Data Scientist (Remote)



Main Tasks & Requirements:

  • Design of an R package and a Python module to simplify the reuse of the harmonised data packages and their metadata, starting from case study materials provided as input and considering possible additional use cases;
  • Preparation of a plan to manage an agile project for the development and maintenance of the R package and the Python module – inside the client’s open source repository – to uptake feedback received from the users’ community of the R package and the Python module, until they will be mature;
  • Development of the R package and the Python module, including the versioning of the code inside the client’s repository, and creation of tutorial with practical examples for the self-training of the users of those software components;
  • Reporting frequently on the progress in the design, development and tutorial of the R package and the Python module, by adhering to the SCRUM and the PM2 Agile methodologies as for the management of iterations and tasks;
  • Assistance with refining the [meta]data harmonisation and packaging standards, also to introduce possible improvements in relation to the data principles and their implementation;
  • Interaction with the technical coordinator, the scientific coordinator, the scientists using data, the data harmonisation and integration expert also by writing technical reports to be revised in cooperation within the project team and possible other external stakeholders.

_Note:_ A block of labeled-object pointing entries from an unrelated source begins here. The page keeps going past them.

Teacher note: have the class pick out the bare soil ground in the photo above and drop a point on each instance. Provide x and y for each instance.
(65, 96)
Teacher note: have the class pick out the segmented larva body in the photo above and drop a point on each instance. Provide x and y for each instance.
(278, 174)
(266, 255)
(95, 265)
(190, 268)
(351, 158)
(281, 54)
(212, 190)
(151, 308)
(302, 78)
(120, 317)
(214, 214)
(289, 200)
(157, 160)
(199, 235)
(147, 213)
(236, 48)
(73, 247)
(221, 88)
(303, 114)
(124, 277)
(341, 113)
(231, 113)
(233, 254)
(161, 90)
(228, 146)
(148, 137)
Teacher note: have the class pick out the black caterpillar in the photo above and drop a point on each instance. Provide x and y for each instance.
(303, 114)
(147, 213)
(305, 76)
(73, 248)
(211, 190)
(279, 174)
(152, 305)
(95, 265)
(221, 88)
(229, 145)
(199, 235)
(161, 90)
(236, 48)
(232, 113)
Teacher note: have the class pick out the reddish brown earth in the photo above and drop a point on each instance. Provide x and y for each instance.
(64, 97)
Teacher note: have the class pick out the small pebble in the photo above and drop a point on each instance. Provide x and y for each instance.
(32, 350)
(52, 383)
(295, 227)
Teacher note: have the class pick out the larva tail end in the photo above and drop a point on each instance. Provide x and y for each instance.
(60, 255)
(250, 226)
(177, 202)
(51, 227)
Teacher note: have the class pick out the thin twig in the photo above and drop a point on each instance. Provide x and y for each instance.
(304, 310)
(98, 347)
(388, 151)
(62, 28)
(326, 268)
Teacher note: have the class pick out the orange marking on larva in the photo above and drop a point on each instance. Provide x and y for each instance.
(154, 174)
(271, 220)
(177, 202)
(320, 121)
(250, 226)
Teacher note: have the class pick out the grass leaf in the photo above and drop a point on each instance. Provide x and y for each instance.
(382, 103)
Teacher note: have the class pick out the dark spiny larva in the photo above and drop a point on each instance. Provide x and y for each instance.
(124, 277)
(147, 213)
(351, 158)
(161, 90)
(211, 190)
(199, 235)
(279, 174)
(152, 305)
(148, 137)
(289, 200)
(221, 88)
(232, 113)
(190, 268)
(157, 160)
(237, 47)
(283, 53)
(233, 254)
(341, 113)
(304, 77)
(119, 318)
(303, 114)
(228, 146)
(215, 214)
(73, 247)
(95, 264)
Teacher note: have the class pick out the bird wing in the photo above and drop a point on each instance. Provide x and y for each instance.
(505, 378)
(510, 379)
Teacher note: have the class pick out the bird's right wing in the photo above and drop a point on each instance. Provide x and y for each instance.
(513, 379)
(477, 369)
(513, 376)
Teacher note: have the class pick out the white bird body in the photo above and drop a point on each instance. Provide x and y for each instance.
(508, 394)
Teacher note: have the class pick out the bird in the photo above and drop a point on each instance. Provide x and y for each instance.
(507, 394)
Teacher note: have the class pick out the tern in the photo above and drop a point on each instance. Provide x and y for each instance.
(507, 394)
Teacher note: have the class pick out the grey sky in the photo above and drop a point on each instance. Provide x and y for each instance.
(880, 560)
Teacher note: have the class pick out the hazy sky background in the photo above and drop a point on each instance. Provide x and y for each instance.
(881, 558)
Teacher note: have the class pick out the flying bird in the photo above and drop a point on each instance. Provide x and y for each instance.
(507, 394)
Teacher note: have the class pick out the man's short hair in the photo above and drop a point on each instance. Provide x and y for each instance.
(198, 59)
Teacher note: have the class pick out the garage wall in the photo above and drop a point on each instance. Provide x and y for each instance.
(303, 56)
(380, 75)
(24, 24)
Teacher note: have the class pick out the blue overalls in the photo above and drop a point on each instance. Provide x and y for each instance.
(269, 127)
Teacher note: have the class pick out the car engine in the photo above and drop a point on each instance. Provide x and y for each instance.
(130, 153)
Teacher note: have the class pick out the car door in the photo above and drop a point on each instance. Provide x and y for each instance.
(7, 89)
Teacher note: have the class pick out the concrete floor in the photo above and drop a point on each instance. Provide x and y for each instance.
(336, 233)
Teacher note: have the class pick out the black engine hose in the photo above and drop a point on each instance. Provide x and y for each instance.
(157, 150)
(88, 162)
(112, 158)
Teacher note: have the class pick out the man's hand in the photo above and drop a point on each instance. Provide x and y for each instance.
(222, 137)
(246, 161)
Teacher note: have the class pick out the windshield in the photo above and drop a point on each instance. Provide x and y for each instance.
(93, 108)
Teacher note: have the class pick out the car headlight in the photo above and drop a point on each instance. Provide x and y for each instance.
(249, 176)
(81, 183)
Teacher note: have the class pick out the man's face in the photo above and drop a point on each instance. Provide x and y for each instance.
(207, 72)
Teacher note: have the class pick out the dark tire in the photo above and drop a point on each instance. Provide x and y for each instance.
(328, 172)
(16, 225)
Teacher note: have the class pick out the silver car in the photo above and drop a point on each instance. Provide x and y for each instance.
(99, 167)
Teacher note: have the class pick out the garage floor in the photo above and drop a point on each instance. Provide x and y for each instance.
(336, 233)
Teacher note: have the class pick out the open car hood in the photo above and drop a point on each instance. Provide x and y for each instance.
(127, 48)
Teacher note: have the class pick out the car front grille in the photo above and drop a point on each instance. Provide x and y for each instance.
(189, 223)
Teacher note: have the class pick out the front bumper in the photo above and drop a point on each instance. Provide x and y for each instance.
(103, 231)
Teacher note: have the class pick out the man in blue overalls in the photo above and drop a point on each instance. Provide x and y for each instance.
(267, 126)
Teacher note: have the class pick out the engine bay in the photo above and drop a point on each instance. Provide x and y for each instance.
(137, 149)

Experience and Technical Requirements:

  • Excellent knowledge of R [Studio] and Python, including packages to manipulate different [meta]data formats (CSV, JSON, JSON-LD, RDF, XML, SQLite, etc.);
  • Ability to design data models and to use R and Python transforming them efficiently and fast, to support data analysis and visualisation (e.g. with R Markdown and ggplot or Shiny, Pandas, etc.);
  • Ability to design and to develop R software packages and Python software modules, by applying high quality standards and ensuring the code versioning (Git);
  • Sound knowledge of reference R packages and Python modules to retrieve and manipulate data, preferably developed by communities implementing authoritative data packaging and publication standards;
  • Ability to cope with evolving FAIR data modelling and formatting standards;
  • Very good communication skills with technical and non-technical audiences;
  • Analysis and problem-solving skills;
  • Capability to write clear and structured technical documents;
  • Ability to participate in technical meetings;
  • Ability to give business and technical presentations;
  • Master’s degree (preferable) and a minimum of 5 years of experience in data science with R and Python;
  • Certifications in PM2 Agile or SCRUM are a plus;
  • Good English level (minimum B2).